Plum Creek is the largest private landowner in Alachua County. And virtually all of its 65,000 acres are located on the east side of the county.
Plum Creek is mostly a timber business, but it’s clear the company is thinking way beyond pine trees.
On Monday evening, at 6 p.m. at the Hilton University Hotel, Plum Creek will kick off “Envision Alachua,” which it describes as “a community visioning process to discuss future economic, environmental and community opportunities in Alachua County on lands owned by Plum Creek.
Among the company’s holdings: About 8 miles of land fronting the railroad that runs north and south along U.S. 301.
Why is that significant?
First, said Todd Powell, Plum Creek’s director of real estate, as fuel prices increase in the coming years, railroads are going to continue to gain a competitive advantage over the trucking industry.
“You can move a lot more freight by rail with a gallon of diesel than by truck,” he said.
And then there’s the expansion of the Panama Canal to consider.
When improvements there are completed, a lot of big container ships from Japan, Korea and China that now unload their goods in California for cross-country shipment will instead transit the canal and head directly to the east coast.
Florida ports that stand to benefit from this diversion include Miami, Tampa and Jacksonville. All of them connected by rail.
Plum Creek already is working with Enterprise Florida and Columbia County to develop a 500-acre “inland port” facility near Lake City to capitalize on the economic opportunities presented to Florida by a big ship-accommodating Panama Canal.

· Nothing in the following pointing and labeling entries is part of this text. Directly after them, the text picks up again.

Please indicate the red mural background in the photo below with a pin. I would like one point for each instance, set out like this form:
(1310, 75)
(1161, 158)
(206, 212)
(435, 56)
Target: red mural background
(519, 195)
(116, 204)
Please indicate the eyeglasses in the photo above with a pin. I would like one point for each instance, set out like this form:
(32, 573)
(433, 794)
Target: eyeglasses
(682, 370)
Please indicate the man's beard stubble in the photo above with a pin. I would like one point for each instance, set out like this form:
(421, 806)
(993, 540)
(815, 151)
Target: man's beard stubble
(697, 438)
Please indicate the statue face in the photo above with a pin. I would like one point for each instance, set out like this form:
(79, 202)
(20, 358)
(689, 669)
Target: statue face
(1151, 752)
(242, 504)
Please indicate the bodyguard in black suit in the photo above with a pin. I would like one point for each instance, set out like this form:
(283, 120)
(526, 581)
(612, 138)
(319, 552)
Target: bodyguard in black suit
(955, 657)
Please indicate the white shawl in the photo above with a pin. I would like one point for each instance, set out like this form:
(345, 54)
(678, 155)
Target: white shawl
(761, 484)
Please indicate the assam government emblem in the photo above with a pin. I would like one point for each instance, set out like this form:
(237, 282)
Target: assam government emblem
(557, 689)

“For an inland port, the ability to move freight efficiently between trains and trucks is vital,” the company said in a recent release. “Proximity to the I-10/I-75 corridor combined with access to rail service positions Lake City to be a gateway for freight transit to points in all directions.”
So how might Plum Creek’s Alachua County holdings figure into that picture?
How about a new “railroad town,” one located in strategic proximity not only to Lake City’s inland port, but also to the creative thinkers living and working in and around UF’s Innovation Square?
“We’ve been sort of exploring options over the last five years,” Powell said. “Rail is very important to that process.”
As for Envision Alachua, Powell said, Plum Creek wants the community’s help to answer a crucial question: “How do we design a future in a world that is very different than it is now?”
As it happens, that’s pretty much the same question UF is trying to answer with Innovation Square.
The emerging knowledge-based economy “is the industrial revolution of our time,” said David Green, an urban planner consulting on Innovation Square. “It’s the thing that’s going to drive the redevelopment of cities.”
And Innovation Square “is about positioning the future of Gainesville in the world,” he said.
So let’s connect the dots.
If Gainesville figures to be a key player in the innovation revolution — and if energy prices and the Panama Canal conspire to make the railroads Florida’s new interstate freight highway system — then we just might begin to see wealth, capital and population in Alachua County begin to migrate east again.
Where the action will be.
Where the sun also rises on a new dawn of east Gainesville prosperity.